Just that morning, another mom had reminded me, "You want to be drinking coffee with the moms in the other room, but we have to be a little more vigilant. Our kids need a little more help." I needed to remind myself of this on the drive home.

And I know that if we'd hired a babysitter and made it a date night, I would have looked at the other kids having fun and wished Mia and Nora could have come to play, and to see all this too.

This is the way they display Oscars at the mall, not at private parties. Behind glass or with a little cord attaching the unawarded statue to the lectern so the hoi-polloi lining up to get their pictures taken won't do something silly. The one pictured here, by the way, is Clark Gable's Best Actor for 1934's It Happened One Night, the actor's only win.

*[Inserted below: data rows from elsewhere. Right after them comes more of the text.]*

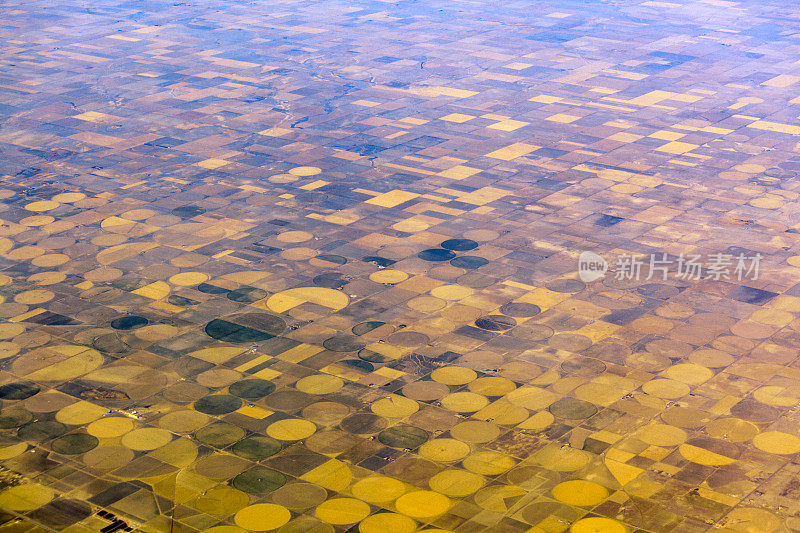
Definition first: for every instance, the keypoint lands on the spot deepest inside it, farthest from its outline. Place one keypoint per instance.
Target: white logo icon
(591, 267)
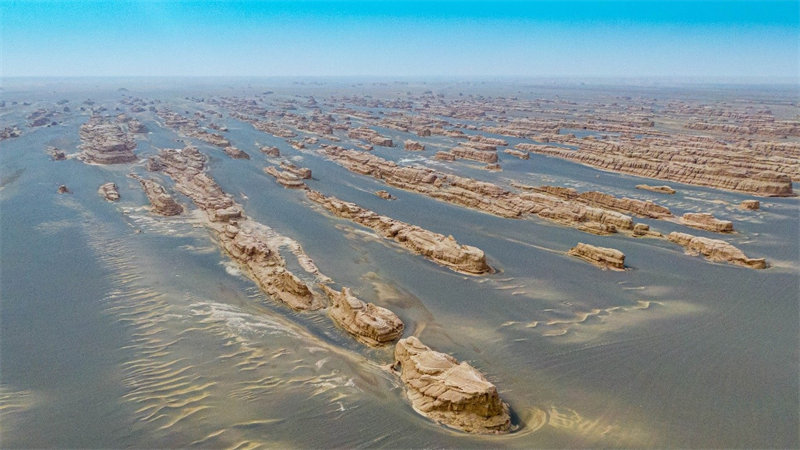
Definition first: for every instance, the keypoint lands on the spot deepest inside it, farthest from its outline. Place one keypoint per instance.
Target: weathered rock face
(271, 151)
(56, 154)
(750, 205)
(705, 221)
(715, 250)
(413, 146)
(368, 323)
(162, 202)
(105, 142)
(607, 258)
(384, 195)
(660, 189)
(452, 393)
(285, 178)
(517, 153)
(436, 247)
(109, 192)
(246, 241)
(667, 166)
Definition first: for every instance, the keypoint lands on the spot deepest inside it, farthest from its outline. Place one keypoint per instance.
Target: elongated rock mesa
(705, 221)
(607, 258)
(368, 323)
(453, 393)
(444, 250)
(162, 202)
(715, 250)
(105, 142)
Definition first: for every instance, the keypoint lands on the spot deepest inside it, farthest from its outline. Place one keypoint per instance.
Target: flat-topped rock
(660, 189)
(607, 258)
(452, 393)
(444, 250)
(715, 250)
(109, 191)
(368, 323)
(161, 201)
(751, 205)
(106, 142)
(706, 221)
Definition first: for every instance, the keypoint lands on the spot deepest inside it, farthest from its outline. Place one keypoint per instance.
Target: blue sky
(401, 38)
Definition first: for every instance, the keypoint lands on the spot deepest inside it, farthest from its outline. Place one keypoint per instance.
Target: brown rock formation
(413, 146)
(162, 202)
(246, 241)
(109, 192)
(705, 221)
(660, 189)
(517, 153)
(285, 178)
(105, 142)
(452, 393)
(370, 324)
(438, 248)
(607, 258)
(384, 195)
(715, 250)
(750, 205)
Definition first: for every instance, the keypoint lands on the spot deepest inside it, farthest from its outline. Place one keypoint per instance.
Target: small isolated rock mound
(109, 191)
(705, 221)
(607, 258)
(454, 394)
(661, 189)
(750, 205)
(715, 250)
(370, 324)
(384, 195)
(162, 202)
(413, 146)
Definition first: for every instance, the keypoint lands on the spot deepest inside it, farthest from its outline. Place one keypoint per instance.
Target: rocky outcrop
(109, 192)
(705, 221)
(285, 179)
(660, 189)
(517, 153)
(56, 154)
(666, 166)
(444, 250)
(235, 153)
(273, 152)
(161, 201)
(452, 393)
(246, 241)
(607, 258)
(413, 146)
(751, 205)
(105, 142)
(368, 323)
(384, 195)
(715, 250)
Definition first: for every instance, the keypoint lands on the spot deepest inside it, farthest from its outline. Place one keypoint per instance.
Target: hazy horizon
(736, 40)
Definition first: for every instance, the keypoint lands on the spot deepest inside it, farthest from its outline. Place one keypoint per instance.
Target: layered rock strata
(705, 221)
(160, 200)
(105, 142)
(109, 191)
(452, 393)
(444, 250)
(368, 323)
(246, 241)
(715, 250)
(607, 258)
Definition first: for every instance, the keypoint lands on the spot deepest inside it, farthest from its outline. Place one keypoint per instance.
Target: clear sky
(401, 38)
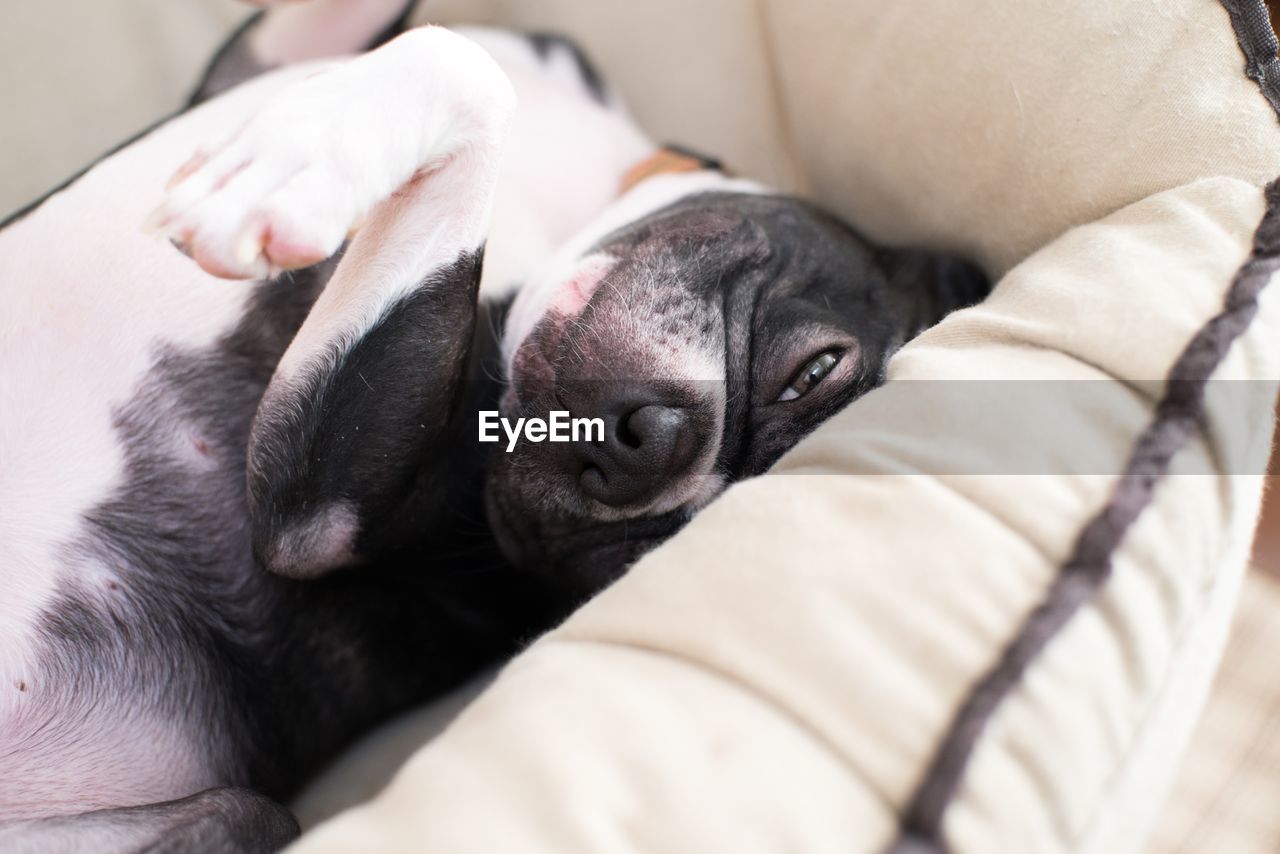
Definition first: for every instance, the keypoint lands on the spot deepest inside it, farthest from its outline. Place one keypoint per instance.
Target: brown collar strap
(667, 160)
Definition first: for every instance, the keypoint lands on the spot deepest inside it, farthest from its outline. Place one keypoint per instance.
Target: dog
(247, 508)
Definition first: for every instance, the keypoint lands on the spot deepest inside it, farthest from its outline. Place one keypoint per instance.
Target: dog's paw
(282, 192)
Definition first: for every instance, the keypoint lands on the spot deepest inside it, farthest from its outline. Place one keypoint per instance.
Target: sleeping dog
(247, 511)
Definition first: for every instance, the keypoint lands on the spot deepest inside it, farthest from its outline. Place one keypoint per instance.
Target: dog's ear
(926, 286)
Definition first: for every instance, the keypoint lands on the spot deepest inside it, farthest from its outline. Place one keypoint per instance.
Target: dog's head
(708, 337)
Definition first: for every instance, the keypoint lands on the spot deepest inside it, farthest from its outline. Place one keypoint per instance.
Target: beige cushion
(775, 677)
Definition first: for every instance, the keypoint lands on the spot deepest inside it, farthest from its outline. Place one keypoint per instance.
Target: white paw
(284, 190)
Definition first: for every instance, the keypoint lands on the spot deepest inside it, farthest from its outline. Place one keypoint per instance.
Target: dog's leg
(297, 32)
(410, 133)
(216, 821)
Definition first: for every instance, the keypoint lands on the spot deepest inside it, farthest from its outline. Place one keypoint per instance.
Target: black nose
(645, 448)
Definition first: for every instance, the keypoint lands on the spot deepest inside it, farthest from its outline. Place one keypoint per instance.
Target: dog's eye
(810, 375)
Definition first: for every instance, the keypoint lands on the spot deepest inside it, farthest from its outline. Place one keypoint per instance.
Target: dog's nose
(645, 448)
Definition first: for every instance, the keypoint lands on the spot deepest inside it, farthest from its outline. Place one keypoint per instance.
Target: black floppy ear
(926, 286)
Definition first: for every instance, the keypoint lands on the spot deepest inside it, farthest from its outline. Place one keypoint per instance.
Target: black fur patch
(164, 615)
(360, 427)
(545, 42)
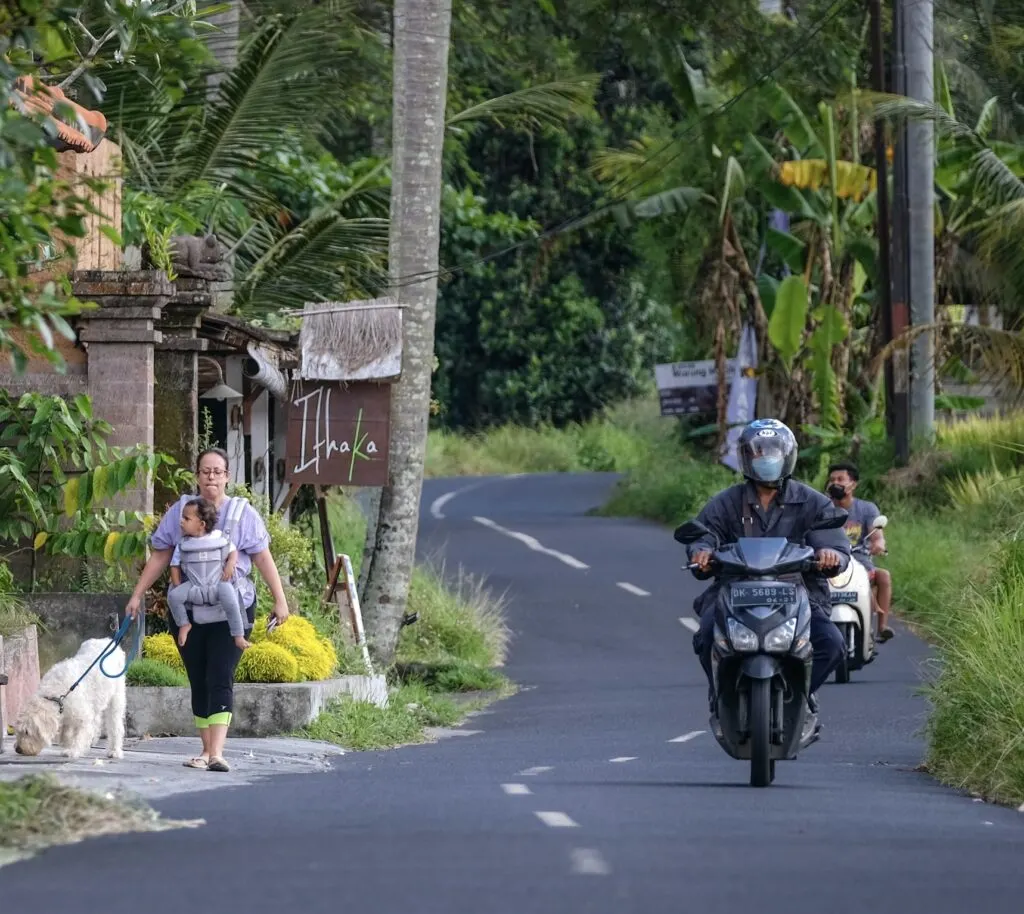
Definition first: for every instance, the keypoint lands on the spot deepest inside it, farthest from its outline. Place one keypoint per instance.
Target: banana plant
(829, 248)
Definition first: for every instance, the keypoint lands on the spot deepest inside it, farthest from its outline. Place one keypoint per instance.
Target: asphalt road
(597, 788)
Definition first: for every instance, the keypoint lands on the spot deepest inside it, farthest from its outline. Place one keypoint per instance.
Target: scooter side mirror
(689, 532)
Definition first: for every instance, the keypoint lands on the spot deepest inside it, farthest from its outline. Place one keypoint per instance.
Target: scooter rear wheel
(761, 762)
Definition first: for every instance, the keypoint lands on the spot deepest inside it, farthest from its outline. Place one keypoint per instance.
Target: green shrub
(153, 672)
(314, 654)
(616, 440)
(267, 662)
(977, 723)
(669, 488)
(163, 649)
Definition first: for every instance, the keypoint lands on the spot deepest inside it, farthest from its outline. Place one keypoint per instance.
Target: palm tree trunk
(223, 43)
(422, 31)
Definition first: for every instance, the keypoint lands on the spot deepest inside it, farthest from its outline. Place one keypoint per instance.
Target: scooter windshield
(763, 554)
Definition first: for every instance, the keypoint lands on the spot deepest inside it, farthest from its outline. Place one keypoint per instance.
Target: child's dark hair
(206, 512)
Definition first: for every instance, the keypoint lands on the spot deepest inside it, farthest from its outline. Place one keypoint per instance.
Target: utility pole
(918, 38)
(898, 409)
(885, 291)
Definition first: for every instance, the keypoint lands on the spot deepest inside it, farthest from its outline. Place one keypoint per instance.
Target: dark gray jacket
(791, 515)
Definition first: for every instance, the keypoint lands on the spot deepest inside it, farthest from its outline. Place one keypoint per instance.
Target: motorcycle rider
(771, 504)
(843, 480)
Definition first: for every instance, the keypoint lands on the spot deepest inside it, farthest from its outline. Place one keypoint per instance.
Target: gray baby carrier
(203, 564)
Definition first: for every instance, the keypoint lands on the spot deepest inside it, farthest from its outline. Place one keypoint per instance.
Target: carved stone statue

Spotting this guy last month on the way to buy some sneakers was a bit of a sock in the jaw since this was the movie that started my long and intense pre-teen love affair with Gable. IHON also won for Best Picture, Best Director, Best Screenplay and Best Actress to Claudette Colbert. In 1996, Stephen Spielberg bought Gable's Oscar statue at a Christie's auction and returned it to the Academy for safekeeping.

Tuesday, March 24, 2009

Half of Life is Just Showing Up

is what I was telling myself Saturday night, still slightly nauseated at the shocking sight of my angrily inflamed hips ("lacy and symmetrical" is how the doctor described the rrrhash, which could sound rather nice I suppose if you're not the one wearing it ON YOUR ASS) and just slightly tempted to crash on the inviting bed, but I would not not not miss the chance to see friends old and new and I am not one to refuse an invitation, especially when it comes from the always pleasantly unpredictable Virginia and Dad agrees to be with the kids.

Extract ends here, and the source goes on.